Based on the results of Tables 1 and 2, the relationship between the blending ratio of polylysine (polyimine resin paint) and the breaking strength and elongation at break is shown in Figures 1 to 4. In the first to fourth figures, the horizontal axis represents the mixing ratio of lysine (indicated by PI (wt%) in the figure), and the vertical axis represents the breaking strength (unit MPa) or elongation at break (%).

As shown in Figures 1 to 4, when the polyglycine is blended at about 50% by weight, it has an excellent breaking strength and elongation at break which is no less than the value of the poly-proline (100% by weight, Comparative Example 1). Even below 50 wt%, it is higher than the value predicted by the mixture ratio (dashed line in the figure), showing a good value.

When the heat-resistant resin film obtained was analyzed by a scanning electron microscope, the island structure was confirmed, and the separation structure of the island was estimated to give the present invention a high toughness. The schematic construction is as shown in Fig. 5.

It is also presumed that, as shown in Figure 5, the marine phase (phase rich in polyimine) is greatly deformed to increase the elongation at break, and the island phase (phase rich in polyamidamine) exhibits enhanced effect and enhances Breaking strength.

Fig. 1 is a graph showing the relationship between the mixing ratio of polylysine and the breaking strength in Examples 1 to 6 and Comparative Examples 1 and 2.

Fig. 2 is a graph showing the relationship between the mixing ratio of polyamic acid and the elongation at break in Examples 1 to 6 and Comparative Examples 1 and 2.

Fig. 3 is a graph showing the relationship between the mixing ratio of polyamic acid and the breaking strength in Examples 7 to 12 and Comparative Examples 2 and 3.

Fig. 4 is a graph showing the relationship between the mixing ratio of polyamic acid and the elongation at break in Examples 7 to 12 and Comparative Examples 2 and 3.

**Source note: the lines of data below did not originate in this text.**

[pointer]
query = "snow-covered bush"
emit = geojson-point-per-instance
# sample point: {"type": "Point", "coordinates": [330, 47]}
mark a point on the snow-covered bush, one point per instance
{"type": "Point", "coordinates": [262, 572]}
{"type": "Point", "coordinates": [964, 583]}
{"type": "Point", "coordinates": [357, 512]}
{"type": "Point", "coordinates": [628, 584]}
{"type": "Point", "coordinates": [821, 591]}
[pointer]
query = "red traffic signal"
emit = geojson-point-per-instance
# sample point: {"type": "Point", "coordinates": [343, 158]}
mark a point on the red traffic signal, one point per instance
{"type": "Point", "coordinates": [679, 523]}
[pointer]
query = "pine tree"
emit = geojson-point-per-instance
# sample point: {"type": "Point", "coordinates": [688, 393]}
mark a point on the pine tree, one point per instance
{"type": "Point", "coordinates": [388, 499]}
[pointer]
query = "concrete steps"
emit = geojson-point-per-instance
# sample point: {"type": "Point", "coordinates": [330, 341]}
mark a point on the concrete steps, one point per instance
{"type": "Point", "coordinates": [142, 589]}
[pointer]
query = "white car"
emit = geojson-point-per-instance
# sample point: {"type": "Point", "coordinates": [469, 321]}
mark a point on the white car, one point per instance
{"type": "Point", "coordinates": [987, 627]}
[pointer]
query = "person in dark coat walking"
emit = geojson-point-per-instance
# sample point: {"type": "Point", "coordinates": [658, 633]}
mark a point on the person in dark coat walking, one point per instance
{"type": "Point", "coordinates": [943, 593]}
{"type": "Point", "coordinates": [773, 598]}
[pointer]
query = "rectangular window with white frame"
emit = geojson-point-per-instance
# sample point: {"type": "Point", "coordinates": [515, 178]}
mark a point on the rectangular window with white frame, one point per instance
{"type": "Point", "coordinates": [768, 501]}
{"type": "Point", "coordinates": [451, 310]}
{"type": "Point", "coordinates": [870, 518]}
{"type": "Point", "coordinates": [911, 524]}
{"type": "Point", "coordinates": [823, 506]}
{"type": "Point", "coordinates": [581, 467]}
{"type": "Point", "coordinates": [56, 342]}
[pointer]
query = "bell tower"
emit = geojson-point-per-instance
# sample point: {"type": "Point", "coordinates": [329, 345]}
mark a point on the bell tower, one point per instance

Fig. 5 is a schematic view showing the structure of the island in the resin composition obtained by the present invention.

Claims (5)

A heat resistant resin varnish characterized by comprising a polyamido quinone imine resin having a number average molecular weight of 10,000 or more and a molecular terminal isocyanate functional group blocked by a blocking agent, and a polyamidamine The acid content is 5 to 50% by weight based on the total content of the polyamidoximine resin and the polyamic acid, and the heat resistance resin paint has a viscosity at 30 ° C of 200,000 mPa·s or less. A heat resistant resin film characterized by being cured by a baking treatment of a heat resistant resin varnish according to claim 1 of the patent application, which is film-like or tubular. A heat resistant resin composite characterized by comprising a substrate and a heat resistant resin film according to item 2 of the patent application. An insulated electric wire is an insulated electric wire having a wire and an insulating film covering the surface thereof, wherein the insulating film has at least one insulating layer, which is directly or indirectly referred to as a heat resistant resin varnish according to claim 1 of the patent application. An insulating layer made of another insulating coating material is applied onto the above-mentioned wires, and an insulating layer formed by baking treatment is applied. The insulated wire of claim 4, wherein the cross-sectional shape of the wire is hexagonal or rectangular.